Fonti

Giulia Piscitelli

15 Feb - 19 Apr 2013

© Giulia Piscitelli
Campo Paradiso 4, 2013
silver leaf, shellac, pigment on masonite panel mounted on zinc-coated iron, cm.
70,5 x 105 x 2,5
GIULIA PISCITELLI
Sim Sala Bim
15 February - 19 April 2013

Galleria Fonti is pleased to present Sim Sala Bim, third solo exhibition in the gallery by Giulia Piscitelli.
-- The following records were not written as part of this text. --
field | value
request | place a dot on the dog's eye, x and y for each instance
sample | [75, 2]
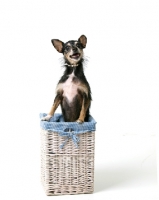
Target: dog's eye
[67, 48]
[79, 45]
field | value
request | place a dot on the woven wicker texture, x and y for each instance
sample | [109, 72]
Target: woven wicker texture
[69, 170]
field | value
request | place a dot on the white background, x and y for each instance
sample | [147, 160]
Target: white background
[123, 72]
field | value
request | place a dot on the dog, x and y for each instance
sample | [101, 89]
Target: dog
[73, 92]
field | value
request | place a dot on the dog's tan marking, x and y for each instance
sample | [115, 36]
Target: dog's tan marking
[85, 105]
[83, 40]
[70, 88]
[54, 107]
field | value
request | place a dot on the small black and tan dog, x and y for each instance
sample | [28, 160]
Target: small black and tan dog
[73, 92]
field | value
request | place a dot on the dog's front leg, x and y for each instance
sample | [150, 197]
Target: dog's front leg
[57, 101]
[85, 105]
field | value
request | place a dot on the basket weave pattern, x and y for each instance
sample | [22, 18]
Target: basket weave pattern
[69, 170]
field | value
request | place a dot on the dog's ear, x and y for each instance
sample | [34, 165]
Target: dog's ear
[83, 40]
[58, 45]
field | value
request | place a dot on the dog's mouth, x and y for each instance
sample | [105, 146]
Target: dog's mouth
[75, 56]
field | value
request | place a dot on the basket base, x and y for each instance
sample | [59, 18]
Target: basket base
[68, 189]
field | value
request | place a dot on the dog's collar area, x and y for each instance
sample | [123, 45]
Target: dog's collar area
[71, 65]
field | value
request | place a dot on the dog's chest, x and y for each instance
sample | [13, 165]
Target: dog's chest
[70, 87]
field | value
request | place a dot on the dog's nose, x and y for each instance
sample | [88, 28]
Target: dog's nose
[74, 49]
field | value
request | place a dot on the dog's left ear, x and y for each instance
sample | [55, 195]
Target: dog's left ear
[83, 40]
[58, 45]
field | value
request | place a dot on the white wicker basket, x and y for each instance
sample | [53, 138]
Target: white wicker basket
[67, 170]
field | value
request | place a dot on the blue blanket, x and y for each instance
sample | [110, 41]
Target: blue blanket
[67, 129]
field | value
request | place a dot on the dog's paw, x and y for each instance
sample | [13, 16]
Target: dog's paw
[46, 118]
[79, 121]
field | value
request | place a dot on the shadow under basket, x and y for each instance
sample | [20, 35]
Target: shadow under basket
[67, 156]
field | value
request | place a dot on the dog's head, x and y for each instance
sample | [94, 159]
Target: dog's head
[72, 50]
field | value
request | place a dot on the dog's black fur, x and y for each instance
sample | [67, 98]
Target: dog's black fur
[73, 92]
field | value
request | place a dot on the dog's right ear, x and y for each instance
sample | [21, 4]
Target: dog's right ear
[58, 45]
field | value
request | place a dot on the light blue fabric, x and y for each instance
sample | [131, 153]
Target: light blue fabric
[67, 129]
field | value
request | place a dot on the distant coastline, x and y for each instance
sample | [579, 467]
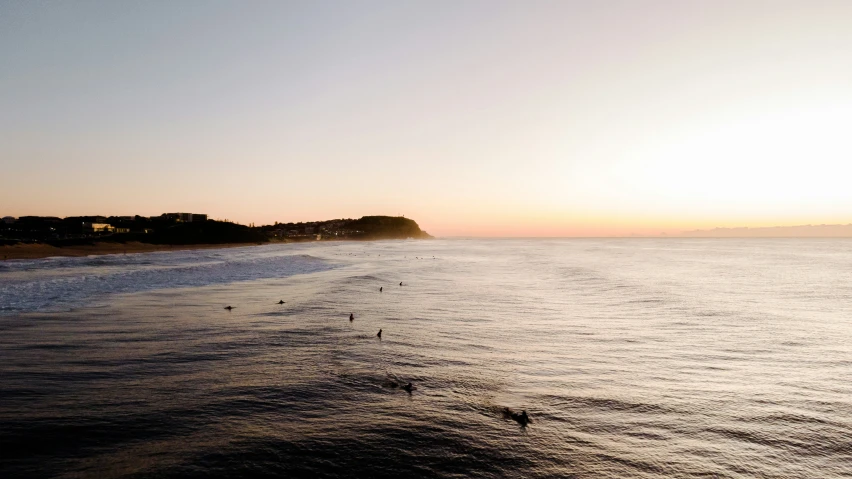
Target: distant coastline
[44, 237]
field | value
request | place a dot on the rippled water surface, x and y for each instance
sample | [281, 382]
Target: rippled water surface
[635, 358]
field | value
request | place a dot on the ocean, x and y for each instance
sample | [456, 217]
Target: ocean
[635, 358]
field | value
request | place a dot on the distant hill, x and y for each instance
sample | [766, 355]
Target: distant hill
[802, 231]
[386, 227]
[365, 228]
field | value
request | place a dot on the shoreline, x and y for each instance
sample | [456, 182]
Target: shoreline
[41, 251]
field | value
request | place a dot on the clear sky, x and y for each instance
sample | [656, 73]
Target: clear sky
[522, 118]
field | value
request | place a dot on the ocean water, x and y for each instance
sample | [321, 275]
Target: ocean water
[645, 358]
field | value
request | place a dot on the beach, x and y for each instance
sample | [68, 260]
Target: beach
[41, 250]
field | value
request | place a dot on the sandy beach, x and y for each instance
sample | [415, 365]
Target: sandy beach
[36, 251]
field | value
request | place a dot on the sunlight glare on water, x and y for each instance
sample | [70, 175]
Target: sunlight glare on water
[635, 358]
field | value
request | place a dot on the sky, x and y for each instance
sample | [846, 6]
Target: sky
[475, 118]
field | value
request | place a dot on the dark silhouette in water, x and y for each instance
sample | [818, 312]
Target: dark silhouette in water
[523, 418]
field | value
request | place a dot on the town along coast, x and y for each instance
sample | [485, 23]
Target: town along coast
[43, 237]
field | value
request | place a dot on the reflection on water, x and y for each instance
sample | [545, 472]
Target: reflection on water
[634, 358]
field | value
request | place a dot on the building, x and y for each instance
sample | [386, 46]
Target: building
[97, 228]
[185, 217]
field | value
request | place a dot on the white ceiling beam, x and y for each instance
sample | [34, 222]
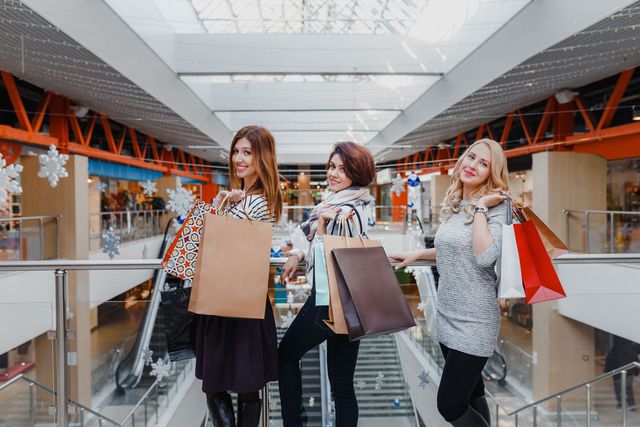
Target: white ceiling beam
[538, 26]
[215, 54]
[95, 26]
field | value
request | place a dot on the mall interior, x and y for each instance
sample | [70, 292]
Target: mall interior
[116, 114]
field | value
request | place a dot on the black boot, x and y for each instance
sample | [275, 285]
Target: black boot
[221, 409]
[470, 418]
[482, 407]
[249, 413]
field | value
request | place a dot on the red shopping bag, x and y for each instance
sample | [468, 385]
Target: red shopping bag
[540, 280]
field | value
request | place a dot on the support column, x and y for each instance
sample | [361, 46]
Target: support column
[563, 349]
[70, 199]
[439, 186]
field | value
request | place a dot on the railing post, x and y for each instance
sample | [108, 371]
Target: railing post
[588, 386]
[588, 232]
[61, 348]
[612, 235]
[623, 396]
[32, 404]
[559, 410]
[41, 236]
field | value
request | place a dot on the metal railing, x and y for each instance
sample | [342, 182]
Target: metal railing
[616, 227]
[587, 385]
[16, 232]
[128, 225]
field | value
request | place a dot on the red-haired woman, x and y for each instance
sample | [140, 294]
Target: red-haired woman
[232, 354]
[350, 170]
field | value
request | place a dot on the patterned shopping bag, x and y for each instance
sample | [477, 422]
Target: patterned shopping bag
[180, 258]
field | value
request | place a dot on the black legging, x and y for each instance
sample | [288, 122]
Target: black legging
[460, 383]
[306, 332]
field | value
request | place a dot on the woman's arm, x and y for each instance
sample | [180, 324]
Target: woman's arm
[407, 258]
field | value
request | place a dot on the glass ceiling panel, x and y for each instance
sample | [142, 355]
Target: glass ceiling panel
[309, 16]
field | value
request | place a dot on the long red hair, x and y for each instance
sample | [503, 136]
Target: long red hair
[263, 150]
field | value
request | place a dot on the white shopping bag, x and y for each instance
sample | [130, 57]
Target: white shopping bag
[508, 267]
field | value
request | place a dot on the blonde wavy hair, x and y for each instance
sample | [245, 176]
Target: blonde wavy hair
[498, 180]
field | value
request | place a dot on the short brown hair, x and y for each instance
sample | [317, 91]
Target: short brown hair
[359, 165]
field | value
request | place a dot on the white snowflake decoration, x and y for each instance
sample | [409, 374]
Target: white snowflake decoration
[423, 379]
[398, 185]
[180, 200]
[286, 320]
[9, 180]
[379, 380]
[148, 356]
[52, 166]
[160, 369]
[149, 188]
[111, 243]
[422, 307]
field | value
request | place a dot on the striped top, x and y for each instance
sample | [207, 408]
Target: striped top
[254, 207]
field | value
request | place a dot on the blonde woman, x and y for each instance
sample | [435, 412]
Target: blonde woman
[467, 245]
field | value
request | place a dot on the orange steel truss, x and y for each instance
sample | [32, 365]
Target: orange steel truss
[615, 142]
[66, 134]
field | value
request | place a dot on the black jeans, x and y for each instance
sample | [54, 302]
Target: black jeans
[460, 383]
[306, 332]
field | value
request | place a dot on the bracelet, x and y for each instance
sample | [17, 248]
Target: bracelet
[482, 210]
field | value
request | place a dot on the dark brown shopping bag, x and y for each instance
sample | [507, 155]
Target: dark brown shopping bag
[232, 268]
[336, 320]
[372, 301]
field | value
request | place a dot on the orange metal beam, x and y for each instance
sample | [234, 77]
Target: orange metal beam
[616, 96]
[16, 101]
[134, 141]
[108, 134]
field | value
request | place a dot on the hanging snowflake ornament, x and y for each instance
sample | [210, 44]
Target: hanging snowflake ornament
[422, 307]
[398, 185]
[149, 188]
[423, 379]
[160, 369]
[9, 180]
[180, 200]
[147, 354]
[379, 380]
[52, 166]
[111, 243]
[286, 320]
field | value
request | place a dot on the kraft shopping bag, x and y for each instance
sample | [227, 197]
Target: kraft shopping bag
[232, 268]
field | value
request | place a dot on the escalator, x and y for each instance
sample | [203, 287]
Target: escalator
[150, 341]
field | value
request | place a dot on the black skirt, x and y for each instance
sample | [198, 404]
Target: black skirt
[233, 354]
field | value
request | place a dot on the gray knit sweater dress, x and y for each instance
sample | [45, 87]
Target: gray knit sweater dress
[468, 317]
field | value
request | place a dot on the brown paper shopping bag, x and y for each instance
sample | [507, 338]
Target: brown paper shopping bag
[232, 268]
[336, 320]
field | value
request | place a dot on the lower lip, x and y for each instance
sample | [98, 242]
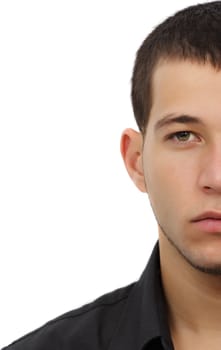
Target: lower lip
[209, 225]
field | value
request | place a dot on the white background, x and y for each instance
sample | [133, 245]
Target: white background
[72, 224]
Entering the gallery, the visitor is hit by an incessant noise of a flag strongly wind-blown. Is the sound of the video BRICST projected in the first room of the gallery wherein a red flag, one of those used on beaches to indicate heavy sea or danger, waves on a black background.
The flag becomes symbol of a generic dangerous situation, reminding us that things will not be the same because of the establishing, in the last decades, of new international relationships, of new territorial assets, of a new economic geography in which the BRICST (acronym used to refer to countries that share an underdeveloped economic situation: Brazil, Russia, India, China, South Africa, Turkey) are able to incarnate and develop the potentialities of globalization at the expense of the supposed already developed countries.
That creates a crisis that is not just economic but of values and of belonging to a community where relationships were fixed and clear.
To all that is referred ART. 12, (clear is the reference to the article 12 of the Italian Constitution) work composed by an Italian flag from which the red stripe hangs unsewn, to show that something of that historical symbol of belonging has been lost.
We live in a minefield where what appears attractive becomes danger of death, as described by the artist in Campo Paradiso, a series of anti-personnel mines realized by using silver leaf on masonite almost they were like toys or even cakes.
In a situation so dramatically defined, the only thing is hope for in a magic spell: Sim Sala Bim.
Choosing this known magic words as title for her exhibition, Giulia Piscitelli downplays the direct reference to the hard social situation in which we live imagining that suddenly everything is transformed and improved, as by magic.
The magic spell materializes itself in the sculpture, titled like the show, realized using a traditional technique by which the artist has stiffened an old handmade woolen blanket absorb it with water and sugar and let it erect on itself in the shape of a parallelepiped.
The artist, therefore, did not use a trick to get a “magic” effect, but used her own commitment in time and a complex manipulative technique, like she was a real prestidigitator.
That action, last some months, underlines the role of making and acting as the only possibility to realize any changing, as happened in the work Guerra/e Pace when the artist, with just one gesture, cut an edition of Guerra e Pace by Lev Tolstoj and realizes that, after all, peace can be much “bigger“ than war.